Crossing the Caspian Sea on a ferry

Finally aboard Professor Gül, one of the crew brought us to our rooms and gave us clean linens and towels. My room was situated in the same-corridor as the rest of the guests (mainly truck drivers), while the cabin / crew have the second floor of the ship. Each room contain four beds, with the top two bunks being collapsable. Luckily for me, the ship was not full and I shared the room with a driver from Kazakhstan.

As a passenger on the ship, there is a common area where they serve hot black tea, a few corridors and the upper deck where you are free to hang out in. One of the drivers was excited to give me a tour of the cargo area, where he had parked his sixteen wheeler. We proceeded down the flight of stairs to the basement, where the trucks were still being parked. As you walk along the basement, you notice the tracks built in to allow for shipping containers to be loaded and unloaded.

Food wise, there is a central kitchen that provides breakfast, lunch and dinner for all of the passengers. The meals involved pasta and chicken, bread and eggs and you guessed it, plenty of black tea to go around! Life on the ship is simple, there are not many things made for entertainment, even the television in the common room was rarely switched on. Your time on the ship allows you to read, stare out into the sea and most importantly,  get to know the other passengers aboard the ship.

My highlight of the journey was getting to know the family of 4 from the UK that decided to pack their bags and go on an indefinite trip.  Anton was born in Bulgaria, his wife Georgia was born in Italy and the kids Eliano and Malina were born in the UK. With such international roots, it shouldn’t be so much of a surprise that they have a serious case of wanderlust. Being on the road and home schooling your children is not a task for the faint of heart, I was continually impressed with their dedication to give their children a rich experience outside of the traditional classroom.

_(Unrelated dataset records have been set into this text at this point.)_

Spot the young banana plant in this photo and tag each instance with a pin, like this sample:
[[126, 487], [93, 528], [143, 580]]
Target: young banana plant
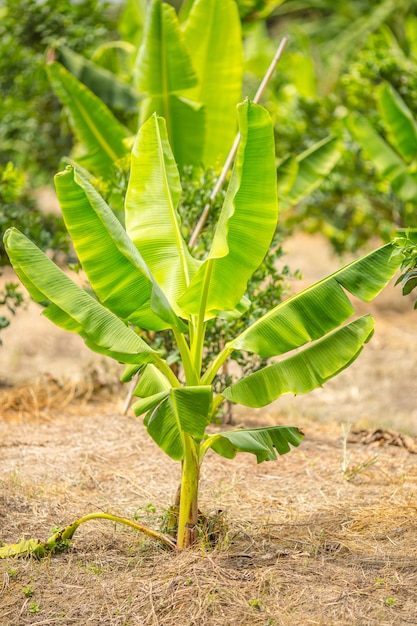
[[144, 277]]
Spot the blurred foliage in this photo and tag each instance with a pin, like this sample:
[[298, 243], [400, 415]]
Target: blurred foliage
[[33, 132], [17, 208], [407, 245], [338, 54]]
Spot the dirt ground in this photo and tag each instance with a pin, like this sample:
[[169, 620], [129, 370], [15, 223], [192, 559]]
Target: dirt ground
[[300, 541]]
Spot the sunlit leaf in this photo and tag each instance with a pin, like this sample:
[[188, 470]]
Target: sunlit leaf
[[126, 287], [152, 219], [320, 308], [212, 34], [71, 306], [306, 370], [187, 409], [94, 125], [263, 442], [247, 221]]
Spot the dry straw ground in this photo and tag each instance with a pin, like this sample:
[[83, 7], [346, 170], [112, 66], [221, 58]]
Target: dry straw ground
[[301, 542]]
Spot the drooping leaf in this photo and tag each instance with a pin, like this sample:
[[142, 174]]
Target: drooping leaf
[[263, 442], [126, 287], [94, 125], [313, 166], [306, 370], [387, 162], [399, 120], [187, 409], [71, 306], [114, 92], [152, 220], [320, 308], [247, 221], [212, 34]]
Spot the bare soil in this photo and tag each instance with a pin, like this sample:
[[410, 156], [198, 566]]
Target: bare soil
[[300, 542]]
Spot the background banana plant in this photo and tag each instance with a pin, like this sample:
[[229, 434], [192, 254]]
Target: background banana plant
[[144, 276], [189, 70], [393, 156]]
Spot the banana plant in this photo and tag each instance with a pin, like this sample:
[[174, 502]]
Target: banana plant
[[144, 276], [394, 158]]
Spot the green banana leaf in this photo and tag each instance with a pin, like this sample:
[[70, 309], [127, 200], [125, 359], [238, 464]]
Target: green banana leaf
[[306, 370], [152, 220], [70, 306], [213, 36], [400, 122], [259, 441], [387, 162], [164, 72], [313, 166], [94, 125], [185, 409], [320, 308], [247, 221], [152, 381], [187, 125], [114, 92], [163, 65], [127, 287]]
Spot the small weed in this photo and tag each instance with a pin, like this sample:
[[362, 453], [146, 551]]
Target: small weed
[[28, 591], [12, 572], [351, 471], [34, 607], [255, 604]]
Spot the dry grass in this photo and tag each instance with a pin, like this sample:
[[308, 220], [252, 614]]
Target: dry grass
[[301, 544]]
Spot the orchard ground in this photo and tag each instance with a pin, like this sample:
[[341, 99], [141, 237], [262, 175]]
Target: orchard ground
[[300, 541]]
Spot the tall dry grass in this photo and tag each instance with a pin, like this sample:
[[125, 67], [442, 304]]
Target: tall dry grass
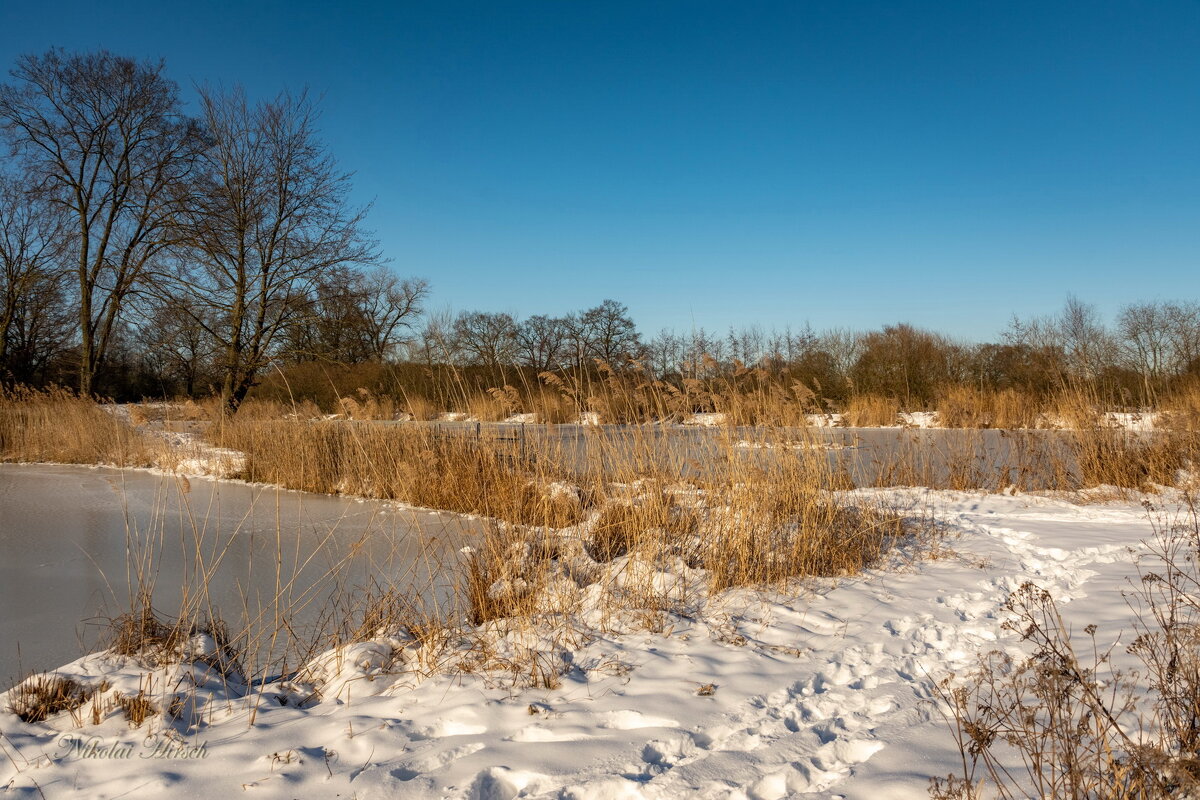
[[1071, 720], [871, 411], [58, 426], [964, 407]]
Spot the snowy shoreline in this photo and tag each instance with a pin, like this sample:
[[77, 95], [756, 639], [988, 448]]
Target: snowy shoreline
[[827, 689]]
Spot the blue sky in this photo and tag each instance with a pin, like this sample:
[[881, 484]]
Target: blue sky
[[731, 163]]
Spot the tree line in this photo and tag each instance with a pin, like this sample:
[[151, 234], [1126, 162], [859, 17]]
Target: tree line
[[147, 251]]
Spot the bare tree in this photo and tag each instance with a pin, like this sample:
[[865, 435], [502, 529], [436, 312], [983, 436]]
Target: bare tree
[[269, 220], [611, 334], [1145, 337], [31, 274], [389, 305], [486, 338], [105, 137], [541, 342]]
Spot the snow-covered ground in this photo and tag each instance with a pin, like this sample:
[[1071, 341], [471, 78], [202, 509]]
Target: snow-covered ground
[[827, 690]]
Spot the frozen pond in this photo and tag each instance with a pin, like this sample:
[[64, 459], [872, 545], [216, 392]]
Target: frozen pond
[[73, 540]]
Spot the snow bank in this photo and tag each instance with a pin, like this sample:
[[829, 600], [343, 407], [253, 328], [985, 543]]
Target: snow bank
[[826, 690]]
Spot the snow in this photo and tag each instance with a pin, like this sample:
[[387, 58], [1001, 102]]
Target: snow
[[827, 689]]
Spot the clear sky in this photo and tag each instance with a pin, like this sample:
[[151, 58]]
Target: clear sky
[[730, 163]]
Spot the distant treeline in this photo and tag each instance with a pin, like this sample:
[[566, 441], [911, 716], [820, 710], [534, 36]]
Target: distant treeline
[[148, 252]]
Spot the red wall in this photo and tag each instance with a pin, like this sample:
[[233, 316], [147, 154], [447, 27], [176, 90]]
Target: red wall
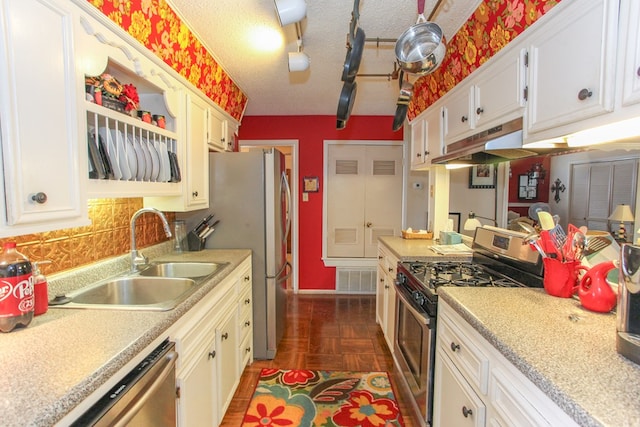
[[520, 167], [312, 131]]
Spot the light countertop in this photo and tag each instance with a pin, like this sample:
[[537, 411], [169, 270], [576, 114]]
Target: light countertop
[[565, 350], [51, 366], [416, 249]]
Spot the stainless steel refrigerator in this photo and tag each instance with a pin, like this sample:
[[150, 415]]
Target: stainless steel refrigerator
[[249, 194]]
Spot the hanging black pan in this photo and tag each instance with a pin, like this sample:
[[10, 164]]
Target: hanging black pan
[[355, 46], [402, 105], [345, 104]]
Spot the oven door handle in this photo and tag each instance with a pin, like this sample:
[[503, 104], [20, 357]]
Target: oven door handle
[[422, 317]]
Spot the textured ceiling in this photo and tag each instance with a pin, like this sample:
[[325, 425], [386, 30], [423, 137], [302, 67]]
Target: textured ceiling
[[224, 27]]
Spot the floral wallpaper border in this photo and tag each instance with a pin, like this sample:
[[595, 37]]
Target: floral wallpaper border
[[154, 24], [492, 26]]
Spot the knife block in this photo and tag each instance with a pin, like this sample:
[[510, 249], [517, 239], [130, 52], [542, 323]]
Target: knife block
[[195, 242]]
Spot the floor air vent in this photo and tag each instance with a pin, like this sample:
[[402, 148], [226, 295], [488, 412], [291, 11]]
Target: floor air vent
[[350, 280]]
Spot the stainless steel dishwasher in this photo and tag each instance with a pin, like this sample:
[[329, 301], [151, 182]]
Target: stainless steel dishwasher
[[146, 396]]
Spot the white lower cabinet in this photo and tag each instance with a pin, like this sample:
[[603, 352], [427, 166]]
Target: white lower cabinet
[[210, 362], [457, 403], [386, 294], [475, 385]]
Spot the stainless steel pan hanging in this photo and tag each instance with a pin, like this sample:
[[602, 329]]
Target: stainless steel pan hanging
[[421, 48]]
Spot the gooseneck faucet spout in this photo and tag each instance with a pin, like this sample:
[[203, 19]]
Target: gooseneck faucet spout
[[137, 258]]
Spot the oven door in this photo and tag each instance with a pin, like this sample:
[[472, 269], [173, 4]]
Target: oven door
[[414, 353]]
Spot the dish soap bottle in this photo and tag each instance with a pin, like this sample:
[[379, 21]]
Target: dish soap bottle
[[16, 289], [40, 289]]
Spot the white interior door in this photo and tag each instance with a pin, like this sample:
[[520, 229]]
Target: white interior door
[[364, 197]]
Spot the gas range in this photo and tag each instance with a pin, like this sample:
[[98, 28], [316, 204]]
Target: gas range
[[500, 259]]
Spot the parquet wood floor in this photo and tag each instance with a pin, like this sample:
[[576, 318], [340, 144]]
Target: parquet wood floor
[[327, 332]]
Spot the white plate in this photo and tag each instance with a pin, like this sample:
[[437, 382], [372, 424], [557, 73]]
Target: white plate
[[155, 162], [123, 162], [144, 143], [139, 157], [166, 166], [132, 157], [111, 152]]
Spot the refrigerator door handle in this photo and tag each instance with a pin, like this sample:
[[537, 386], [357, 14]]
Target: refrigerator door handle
[[279, 273], [285, 185]]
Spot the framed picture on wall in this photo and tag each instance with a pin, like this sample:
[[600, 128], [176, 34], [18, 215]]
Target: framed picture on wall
[[482, 176], [527, 189]]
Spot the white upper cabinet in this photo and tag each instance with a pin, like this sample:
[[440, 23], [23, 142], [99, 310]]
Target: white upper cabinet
[[40, 120], [418, 143], [571, 66], [458, 116], [499, 90], [629, 52]]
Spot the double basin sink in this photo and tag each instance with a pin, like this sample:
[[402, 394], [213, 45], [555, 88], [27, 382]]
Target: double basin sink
[[160, 286]]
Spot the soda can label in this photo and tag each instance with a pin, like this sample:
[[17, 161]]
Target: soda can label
[[16, 295]]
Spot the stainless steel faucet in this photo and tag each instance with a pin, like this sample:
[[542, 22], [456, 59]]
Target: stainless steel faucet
[[137, 259]]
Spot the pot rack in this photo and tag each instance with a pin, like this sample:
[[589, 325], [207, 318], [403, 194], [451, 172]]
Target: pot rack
[[348, 93]]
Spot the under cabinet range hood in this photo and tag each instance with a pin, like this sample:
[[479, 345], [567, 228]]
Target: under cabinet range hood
[[497, 144]]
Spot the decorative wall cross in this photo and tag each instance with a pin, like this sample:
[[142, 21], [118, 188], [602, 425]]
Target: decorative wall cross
[[558, 187]]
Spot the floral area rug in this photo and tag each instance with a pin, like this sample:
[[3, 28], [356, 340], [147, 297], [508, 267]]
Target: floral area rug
[[303, 397]]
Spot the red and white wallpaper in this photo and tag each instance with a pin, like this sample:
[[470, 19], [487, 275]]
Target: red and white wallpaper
[[154, 24], [491, 27]]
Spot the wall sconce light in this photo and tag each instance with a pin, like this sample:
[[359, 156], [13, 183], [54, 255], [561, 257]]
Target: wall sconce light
[[290, 11], [298, 61], [623, 214], [473, 222], [536, 173]]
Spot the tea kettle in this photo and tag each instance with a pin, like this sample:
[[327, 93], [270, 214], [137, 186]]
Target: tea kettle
[[594, 292]]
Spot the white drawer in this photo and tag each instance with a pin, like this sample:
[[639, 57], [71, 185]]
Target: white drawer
[[469, 358]]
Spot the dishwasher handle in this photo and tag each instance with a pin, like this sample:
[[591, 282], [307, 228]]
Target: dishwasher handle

You can check read about their adventures at their blog, BeyondOverton. I’ve also included a little interview with them on in the video below.

We were fortunate with good weather, and the journey took only 20 hours to cross from Baku to Kazakhstan. I have heard that this journey could take up to 72 hours depending on weather conditions. 

Everyone was elated to step foot at the port of Kuryk, Kazakhstan!